足助は、尾張・三河と信州・塩尻を結ぶ伊那街道(三州街道)の重要な中継地であり、物資を運搬する要所として栄えた商家町である。足助川沿いの段丘上に、江戸時代後期~昭和初期までに建築された家々が残され、町並みが形成されている。

旧田口家住宅は、江戸末期以前の建物。街道沿いに建つ平入2階建ての主屋とその背後に連なる土蔵が当時の姿を残す。旧田口家住宅の隣には、妻入りの家屋が連続している(図12)。

街道から小路に入れば、段丘の起伏に沿って敷地いっぱいに土蔵や石垣が建ち並んでいる(図13)。

12 旧田口家住宅 13 小路

足助牛乳で一服してから、バス停へ向かう(図14)。真弓橋からは、足助川沿いに設けられた石組み階段や川に張り出した座敷に出会えた(図15)。

14 足助牛乳 15 足助川沿いの町並み

足助の町並みは、2011年(平成23年)に愛知県で初めての重要伝統的建造物群保存地区に選定された。すなわち今から11年前であり、全国を見渡すと都道府県の中では、愛知県は遅いほうである。一方で、山形県、東京都、神奈川県、熊本県の4都県では選定地区がまだ1件もない(令和3年8月現在)。


松平郷へ

春に訪問した様子を。
豊田市駅前でtoyocbaに再会してから、松平郷へ向かう。半年たって、toyocbaに残されていた古いビルが取り壊されており、見通しがよくなった。今朝は、天然芝に座布団を敷いて準備が進められていた(図16)。どんなイベントが開催されるのだろう?

16 toyocba 2022春 17 桜色

とよたおいでんバスに30分ほど揺られる。丁度、桜のシーズンであり、道路を挟んで向こう側のバス停そばには満開が近い桜、バス停のベンチ、そして、バスを待つ女性の服装もまた、ピンク色であった(図17)。

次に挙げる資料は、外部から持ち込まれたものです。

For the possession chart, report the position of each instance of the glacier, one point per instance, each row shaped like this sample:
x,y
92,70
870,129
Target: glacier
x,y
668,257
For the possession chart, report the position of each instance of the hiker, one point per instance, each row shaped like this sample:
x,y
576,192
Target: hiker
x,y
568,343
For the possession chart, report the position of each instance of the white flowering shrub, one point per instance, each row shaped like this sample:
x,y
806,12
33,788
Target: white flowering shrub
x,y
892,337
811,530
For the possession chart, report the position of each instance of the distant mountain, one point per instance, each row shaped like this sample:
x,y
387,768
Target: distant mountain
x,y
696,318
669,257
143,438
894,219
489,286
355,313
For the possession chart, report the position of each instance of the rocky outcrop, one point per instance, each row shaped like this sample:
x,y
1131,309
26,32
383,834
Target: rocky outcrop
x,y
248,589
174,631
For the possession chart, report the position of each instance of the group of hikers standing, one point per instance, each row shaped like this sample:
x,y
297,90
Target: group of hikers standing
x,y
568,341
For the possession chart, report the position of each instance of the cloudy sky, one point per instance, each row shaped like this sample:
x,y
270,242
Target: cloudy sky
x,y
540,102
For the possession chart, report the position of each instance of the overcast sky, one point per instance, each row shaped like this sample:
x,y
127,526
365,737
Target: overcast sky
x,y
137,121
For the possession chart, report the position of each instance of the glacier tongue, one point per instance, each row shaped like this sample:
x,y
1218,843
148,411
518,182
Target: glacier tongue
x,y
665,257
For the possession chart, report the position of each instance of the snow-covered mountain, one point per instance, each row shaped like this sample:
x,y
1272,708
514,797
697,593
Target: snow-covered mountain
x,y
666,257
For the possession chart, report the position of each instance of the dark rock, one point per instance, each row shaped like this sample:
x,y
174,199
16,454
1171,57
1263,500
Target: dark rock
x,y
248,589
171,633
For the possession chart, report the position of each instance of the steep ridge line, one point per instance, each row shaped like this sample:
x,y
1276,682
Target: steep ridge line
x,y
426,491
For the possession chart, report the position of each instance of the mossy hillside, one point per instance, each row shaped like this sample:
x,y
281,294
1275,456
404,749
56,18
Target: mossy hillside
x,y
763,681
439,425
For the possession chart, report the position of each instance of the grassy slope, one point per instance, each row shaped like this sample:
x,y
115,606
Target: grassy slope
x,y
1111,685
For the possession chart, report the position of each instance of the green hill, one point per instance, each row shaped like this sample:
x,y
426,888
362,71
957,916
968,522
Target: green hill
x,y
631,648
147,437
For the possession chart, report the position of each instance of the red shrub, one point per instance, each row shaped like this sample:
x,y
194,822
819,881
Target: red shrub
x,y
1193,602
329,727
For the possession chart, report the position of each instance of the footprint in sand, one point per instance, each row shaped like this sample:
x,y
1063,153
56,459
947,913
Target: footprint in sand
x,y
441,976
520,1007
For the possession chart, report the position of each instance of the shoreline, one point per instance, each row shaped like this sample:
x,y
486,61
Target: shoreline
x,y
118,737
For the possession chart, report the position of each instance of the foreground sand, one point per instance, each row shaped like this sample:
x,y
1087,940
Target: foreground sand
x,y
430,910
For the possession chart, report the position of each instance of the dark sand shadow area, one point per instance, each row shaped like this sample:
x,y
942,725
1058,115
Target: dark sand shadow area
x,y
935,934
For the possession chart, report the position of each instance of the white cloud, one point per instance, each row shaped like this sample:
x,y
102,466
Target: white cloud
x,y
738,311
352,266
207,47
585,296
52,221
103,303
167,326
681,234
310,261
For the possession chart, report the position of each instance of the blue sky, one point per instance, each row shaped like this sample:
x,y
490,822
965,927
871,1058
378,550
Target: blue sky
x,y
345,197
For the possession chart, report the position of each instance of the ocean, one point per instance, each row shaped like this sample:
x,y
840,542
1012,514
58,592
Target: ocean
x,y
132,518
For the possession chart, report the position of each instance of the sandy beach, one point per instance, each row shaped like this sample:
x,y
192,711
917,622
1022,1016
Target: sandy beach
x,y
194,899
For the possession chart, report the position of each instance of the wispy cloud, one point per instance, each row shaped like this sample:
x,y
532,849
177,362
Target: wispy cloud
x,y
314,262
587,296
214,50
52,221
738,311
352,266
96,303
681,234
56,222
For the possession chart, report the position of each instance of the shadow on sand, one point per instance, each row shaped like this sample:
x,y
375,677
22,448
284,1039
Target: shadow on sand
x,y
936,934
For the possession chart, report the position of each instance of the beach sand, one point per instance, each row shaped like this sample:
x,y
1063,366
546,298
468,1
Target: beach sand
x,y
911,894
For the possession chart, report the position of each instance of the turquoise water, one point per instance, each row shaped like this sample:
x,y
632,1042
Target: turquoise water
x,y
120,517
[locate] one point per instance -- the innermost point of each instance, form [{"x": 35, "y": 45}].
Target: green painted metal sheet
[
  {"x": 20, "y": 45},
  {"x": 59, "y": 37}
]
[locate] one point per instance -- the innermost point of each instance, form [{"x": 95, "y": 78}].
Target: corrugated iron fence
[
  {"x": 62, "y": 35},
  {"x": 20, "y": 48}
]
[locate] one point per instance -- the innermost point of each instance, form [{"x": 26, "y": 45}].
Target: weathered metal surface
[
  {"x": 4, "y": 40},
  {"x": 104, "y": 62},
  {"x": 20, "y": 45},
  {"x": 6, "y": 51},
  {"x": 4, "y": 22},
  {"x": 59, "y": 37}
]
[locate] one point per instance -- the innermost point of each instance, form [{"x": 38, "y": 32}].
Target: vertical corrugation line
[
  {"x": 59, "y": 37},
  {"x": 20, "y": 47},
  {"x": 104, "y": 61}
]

松平郷は、豊田市街から東10kmにある山里、徳川家のルーツといわれる松平氏の発祥の地である。

松平郷

松平東照宮の天井を見上げると、108枚の天井画(図18)。徳川家康公400年祭記念大会メモリアル事業で、漆芸家・安藤則義氏より描かれた。松平郷で見られる草花が多く描かれている。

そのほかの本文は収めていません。